Stalking.—A Scout has to be sharp at seeing things if she is going to be any good as a Scout. She has to notice every little track and every little sign, and it is this studying of tracks and following them out and finding out their meaning which we include under the name of stalking. For instance, if you want to find a bird’s-nest you have to stalk. That is to say, you watch a bird flying into a bush and guess where its nest is, and follow it up and find the nest. With some birds it is a most difficult thing to find their nests; take, for instance, the skylark or the snipe. But those who know the birds, especially the snipe, will recognise their call. The snipe when she is alarmed gives quite a different call from when she is happy and flying about. She has a particular call when she has young ones about. So that those who have watched and listened and know her call when they hear it know pretty well where the young ones are or where the nest is and so on.

A few tracks which you may see some day.

Tracking.—The native hunters in most wild countries follow their game by watching for tracks on the ground, and they become so expert at seeing the slightest sign of a footmark on the ground that they can follow up their prey when an ordinary civilized man can see no sign whatever. But the great reason for looking for signs and tracks is that from these you can read a meaning. It is exactly like reading a book. You will see the different letters, each letter combining to make a word, and the words then make sense; and there are also commas and full-stops and colons; all of these alter the meaning of the sense. They are all little signs which one who is practised and has learnt reading makes into sense at once, whereas a savage who has never learned could make no sense of it at all. And so it is with tracking.

Reading Signs.—As you know a soldier Scout in war can only get his information about the enemy by watching for the smallest signs both on the ground and in the far distance. In the war of Texas against Mexico in the last century, it was very important that the general commanding the Mexican Army should be captured when the defeat of that army was accomplished by the Texans. He had disappeared; but some of the Scouts of the Texan force were out scouting for the enemy when they saw in the distance some deer were suddenly startled by something they could not see and ran away. The Texan Scouts were at once suspicious, and went to the spot as fast as they could. There they found a soldier of the Mexicans evidently trying to escape. When they caught him and opened his tunic they found underneath he was wearing a silk shirt, which was not usual with a private in the Army. They took him to Headquarters, and there found that he was the Commander-in-Chief of the Mexican Army, trying to escape disguised as a soldier. And had it not been that they had noticed the deer being startled, it is probable that they would not have caught him.

Sherlock Holmesing.—In just the same way detectives, when they are following up a crime, have to act on the very smallest clues, and if they did not use their wits and notice these the criminal would probably escape.

Well, I want Girl Scouts to learn to be almost like detectives in their sharpness in noticing small signs and reading the meaning of them, not merely for the purpose of studying animals and birds, but also for studying their human fellow creatures.

It is by noticing small signs of distress or poverty in people that you can often help them in the best way.
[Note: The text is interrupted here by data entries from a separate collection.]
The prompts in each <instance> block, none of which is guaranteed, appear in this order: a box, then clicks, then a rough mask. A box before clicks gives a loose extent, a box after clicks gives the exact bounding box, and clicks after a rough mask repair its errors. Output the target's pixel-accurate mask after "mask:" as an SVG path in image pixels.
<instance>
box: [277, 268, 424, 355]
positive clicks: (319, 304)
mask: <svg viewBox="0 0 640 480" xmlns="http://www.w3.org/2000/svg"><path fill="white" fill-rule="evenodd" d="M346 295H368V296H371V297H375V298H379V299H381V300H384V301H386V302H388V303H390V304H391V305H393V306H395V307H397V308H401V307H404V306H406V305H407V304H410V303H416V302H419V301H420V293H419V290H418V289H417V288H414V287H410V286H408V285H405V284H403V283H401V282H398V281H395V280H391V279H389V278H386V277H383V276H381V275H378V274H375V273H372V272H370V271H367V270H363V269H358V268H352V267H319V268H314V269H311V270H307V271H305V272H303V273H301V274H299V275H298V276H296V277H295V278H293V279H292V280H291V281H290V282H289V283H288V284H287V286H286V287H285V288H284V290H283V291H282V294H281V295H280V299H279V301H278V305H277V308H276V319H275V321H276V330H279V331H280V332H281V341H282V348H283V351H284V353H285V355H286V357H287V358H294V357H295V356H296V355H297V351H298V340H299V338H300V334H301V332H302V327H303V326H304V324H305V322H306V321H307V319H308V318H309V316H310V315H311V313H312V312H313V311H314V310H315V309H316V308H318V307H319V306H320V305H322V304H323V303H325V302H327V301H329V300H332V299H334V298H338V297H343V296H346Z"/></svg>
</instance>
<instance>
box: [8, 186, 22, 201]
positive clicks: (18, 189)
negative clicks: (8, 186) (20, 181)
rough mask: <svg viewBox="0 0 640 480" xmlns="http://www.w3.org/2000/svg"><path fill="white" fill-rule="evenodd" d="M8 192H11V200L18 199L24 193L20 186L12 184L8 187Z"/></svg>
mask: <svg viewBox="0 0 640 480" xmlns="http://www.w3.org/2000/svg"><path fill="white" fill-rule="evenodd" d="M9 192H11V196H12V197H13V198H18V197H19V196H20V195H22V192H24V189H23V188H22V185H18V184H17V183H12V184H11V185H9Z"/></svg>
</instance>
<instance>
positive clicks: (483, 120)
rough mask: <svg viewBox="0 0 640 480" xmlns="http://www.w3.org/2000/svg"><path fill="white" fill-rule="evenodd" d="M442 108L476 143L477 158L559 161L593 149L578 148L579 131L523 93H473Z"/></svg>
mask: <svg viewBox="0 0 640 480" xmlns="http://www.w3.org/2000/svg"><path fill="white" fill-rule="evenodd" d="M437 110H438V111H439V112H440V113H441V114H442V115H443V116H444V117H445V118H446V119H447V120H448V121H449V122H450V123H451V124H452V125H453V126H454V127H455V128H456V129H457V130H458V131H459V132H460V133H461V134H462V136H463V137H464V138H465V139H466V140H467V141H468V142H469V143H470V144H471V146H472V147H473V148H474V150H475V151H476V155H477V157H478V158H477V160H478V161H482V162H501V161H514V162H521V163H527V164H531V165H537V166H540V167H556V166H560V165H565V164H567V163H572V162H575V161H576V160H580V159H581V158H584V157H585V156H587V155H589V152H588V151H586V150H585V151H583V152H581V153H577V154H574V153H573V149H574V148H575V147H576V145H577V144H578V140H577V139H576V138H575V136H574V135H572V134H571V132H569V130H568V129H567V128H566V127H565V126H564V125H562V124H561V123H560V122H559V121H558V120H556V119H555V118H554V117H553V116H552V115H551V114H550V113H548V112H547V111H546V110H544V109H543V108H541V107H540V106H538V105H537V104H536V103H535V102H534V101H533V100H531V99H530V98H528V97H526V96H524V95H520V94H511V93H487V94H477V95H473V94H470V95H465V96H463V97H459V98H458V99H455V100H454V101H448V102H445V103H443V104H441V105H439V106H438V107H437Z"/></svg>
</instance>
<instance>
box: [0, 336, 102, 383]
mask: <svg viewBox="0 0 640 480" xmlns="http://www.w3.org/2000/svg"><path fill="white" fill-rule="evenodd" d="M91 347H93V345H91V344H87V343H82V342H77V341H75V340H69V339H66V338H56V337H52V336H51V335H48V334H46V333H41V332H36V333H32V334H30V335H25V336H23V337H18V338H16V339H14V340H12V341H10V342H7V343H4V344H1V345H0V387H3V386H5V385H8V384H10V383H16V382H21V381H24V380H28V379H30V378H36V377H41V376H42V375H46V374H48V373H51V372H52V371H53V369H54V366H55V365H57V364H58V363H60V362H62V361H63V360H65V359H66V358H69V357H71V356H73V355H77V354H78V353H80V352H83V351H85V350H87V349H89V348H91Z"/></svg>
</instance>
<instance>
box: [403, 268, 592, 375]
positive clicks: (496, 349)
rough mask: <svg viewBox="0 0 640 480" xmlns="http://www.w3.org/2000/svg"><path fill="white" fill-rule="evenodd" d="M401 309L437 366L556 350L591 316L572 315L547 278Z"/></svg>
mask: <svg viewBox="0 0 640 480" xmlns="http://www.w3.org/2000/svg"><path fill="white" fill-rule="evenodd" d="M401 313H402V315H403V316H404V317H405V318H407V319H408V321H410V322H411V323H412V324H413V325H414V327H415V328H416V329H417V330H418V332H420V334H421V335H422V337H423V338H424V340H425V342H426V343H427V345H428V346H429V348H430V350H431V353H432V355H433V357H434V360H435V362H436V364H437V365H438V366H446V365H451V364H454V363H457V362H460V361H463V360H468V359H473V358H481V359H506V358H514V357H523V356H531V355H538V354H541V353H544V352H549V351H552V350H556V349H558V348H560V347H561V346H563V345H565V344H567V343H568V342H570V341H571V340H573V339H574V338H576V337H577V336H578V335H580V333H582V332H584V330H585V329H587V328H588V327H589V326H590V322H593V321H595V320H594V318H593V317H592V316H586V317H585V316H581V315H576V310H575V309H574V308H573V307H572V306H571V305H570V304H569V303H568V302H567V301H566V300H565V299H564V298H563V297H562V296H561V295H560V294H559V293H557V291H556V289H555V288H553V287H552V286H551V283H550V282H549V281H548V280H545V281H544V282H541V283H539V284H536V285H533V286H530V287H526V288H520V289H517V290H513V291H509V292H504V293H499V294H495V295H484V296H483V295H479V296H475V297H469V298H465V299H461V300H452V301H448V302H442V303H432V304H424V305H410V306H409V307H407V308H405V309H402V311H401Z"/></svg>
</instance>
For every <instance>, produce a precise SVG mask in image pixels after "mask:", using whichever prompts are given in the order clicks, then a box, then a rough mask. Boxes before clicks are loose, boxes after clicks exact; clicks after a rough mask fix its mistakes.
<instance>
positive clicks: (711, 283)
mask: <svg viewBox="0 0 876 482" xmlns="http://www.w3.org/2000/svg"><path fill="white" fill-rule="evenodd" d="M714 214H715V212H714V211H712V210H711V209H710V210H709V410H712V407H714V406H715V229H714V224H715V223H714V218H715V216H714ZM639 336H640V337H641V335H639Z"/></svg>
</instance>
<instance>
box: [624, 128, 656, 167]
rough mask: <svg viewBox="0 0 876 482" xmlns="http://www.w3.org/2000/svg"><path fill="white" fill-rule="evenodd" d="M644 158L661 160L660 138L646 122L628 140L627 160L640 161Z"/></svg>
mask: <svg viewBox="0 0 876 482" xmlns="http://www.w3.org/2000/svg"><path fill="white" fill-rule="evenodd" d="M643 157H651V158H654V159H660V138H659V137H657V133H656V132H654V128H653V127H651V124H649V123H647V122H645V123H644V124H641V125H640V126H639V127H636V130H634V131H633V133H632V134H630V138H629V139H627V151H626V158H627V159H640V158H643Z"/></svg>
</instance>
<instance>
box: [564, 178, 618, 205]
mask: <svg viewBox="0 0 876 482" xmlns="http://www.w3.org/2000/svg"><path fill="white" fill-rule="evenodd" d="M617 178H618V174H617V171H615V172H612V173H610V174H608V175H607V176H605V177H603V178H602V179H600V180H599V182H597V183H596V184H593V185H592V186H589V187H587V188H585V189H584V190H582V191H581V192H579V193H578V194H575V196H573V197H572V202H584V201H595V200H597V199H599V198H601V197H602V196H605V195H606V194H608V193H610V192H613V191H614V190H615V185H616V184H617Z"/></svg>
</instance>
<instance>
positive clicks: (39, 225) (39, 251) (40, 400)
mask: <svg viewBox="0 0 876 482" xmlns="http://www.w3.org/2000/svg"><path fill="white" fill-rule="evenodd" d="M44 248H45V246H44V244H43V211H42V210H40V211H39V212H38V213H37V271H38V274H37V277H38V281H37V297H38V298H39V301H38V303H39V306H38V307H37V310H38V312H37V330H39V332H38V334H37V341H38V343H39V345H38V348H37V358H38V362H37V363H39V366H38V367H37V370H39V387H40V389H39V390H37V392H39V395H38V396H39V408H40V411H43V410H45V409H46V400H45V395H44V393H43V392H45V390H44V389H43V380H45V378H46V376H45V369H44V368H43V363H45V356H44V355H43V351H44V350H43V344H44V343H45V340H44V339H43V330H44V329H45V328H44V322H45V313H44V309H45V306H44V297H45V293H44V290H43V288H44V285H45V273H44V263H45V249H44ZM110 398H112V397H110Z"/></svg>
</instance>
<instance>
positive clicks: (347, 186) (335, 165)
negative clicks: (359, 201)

Generally those people who most need help are the ones who hide their distress; and if you are clever and notice little signs such as unhappiness, you can then give them or offer them help in some way or other. In this way you learn sympathy for fellow-creatures—not merely to be a friend of animals, but also to be a friend of your fellow-men in this world; and that again is carrying out the Girl Scout Law of helping others and being friendly to all.

Nature in the City.—This noticing of small things, especially in animal life, not only gives you great interest, but it also gives you great fun and enjoyment in life. Even if you live in a city you can do a certain amount of observation of birds and animals. You would think there is not much fun to be got out of it in a city, and yet if you begin to notice and know all about the sparrows you begin to find there is a great deal of character and amusement to be got out of them, by watching their ways and habits, their nesting, and their way of teaching their young ones to fly.

Dissecting.—If you go to the butcher’s and get him to give you a sheep’s foot and you carefully open it up with a sharp penknife you will see how wonderfully every bone and joint and sinew is made and fitted into the machine which enables the foot to move and the sheep to get along. Then, if you think it out, you know that if you go away across the sea to the other end of the world, to Australia or New Zealand, and take a sheep’s foot there and dissect it in the same way you find it exactly and identically the same over there as it is here. God’s work is the same all over the world. People don’t notice these things and don’t think about them as a rule, and when you begin to think it out you begin to see what a wonderful work it is of God’s, who made all these different animals in their own form, all alike, and yet so different from the other kind of animals, fishes, or birds. You begin to realise then what a wonderful Creator has made the world and all that is in it.